Public sector pension reforms ineffective

Public sector pension reforms ineffective

An independent pensions consultant claims that the government’s proposed reforms to public sector pensions will result in no cost savings whatsoever.

John Ralfe says that the savings which will be made by increasing the public sector pension age to 67 will be cancelled out by the faster build up of pensions in the new schemes.

The Government has defended the effectiveness of the reforms, claiming that Mr Ralfe’s calculations are based on a partial analysis and do not take either higher pension contributions or reduced levels of inflation proofing into account.

As well as increasing the pension age, the Government plans to introduce career average schemes for most public sector employees, as these will be cheaper to fund.

It also plans to increase the amount that workers’ must contribute to their pension scheme.

The Government has already cut pension costs by changing the way public sector pensions are inflation-proofed.

They are now linked to the consumer prices index (CPI) rather than the retail prices index (RPI) because the CPI is designed to rise more slowly.

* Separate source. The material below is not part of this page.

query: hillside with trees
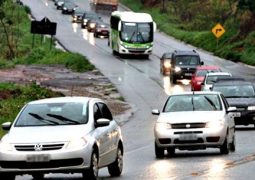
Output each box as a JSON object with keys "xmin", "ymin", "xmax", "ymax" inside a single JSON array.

However, Mr Ralfe points out that improved accrual rates, introduced after recent negotiations with trade unions, will mean that the proposed pension deal will generate no savings compared with the existing arrangements.

Meanwhile, Unison has criticised the Government for focusing on public sector pensions instead of the crisis facing private sector pensions.

Dave Prentis, general secretary of Unison, said: ‘The real pensions timebomb is in the private sector.

‘Already two thirds of these workers get nothing from their employers towards their pensions - this could cost the taxpayer billions in the future.

‘The situation will spiral even further out of control, if more schemes are shut down and the taxpayer has to step in to cover the cost of supporting even more workers in their retirement.’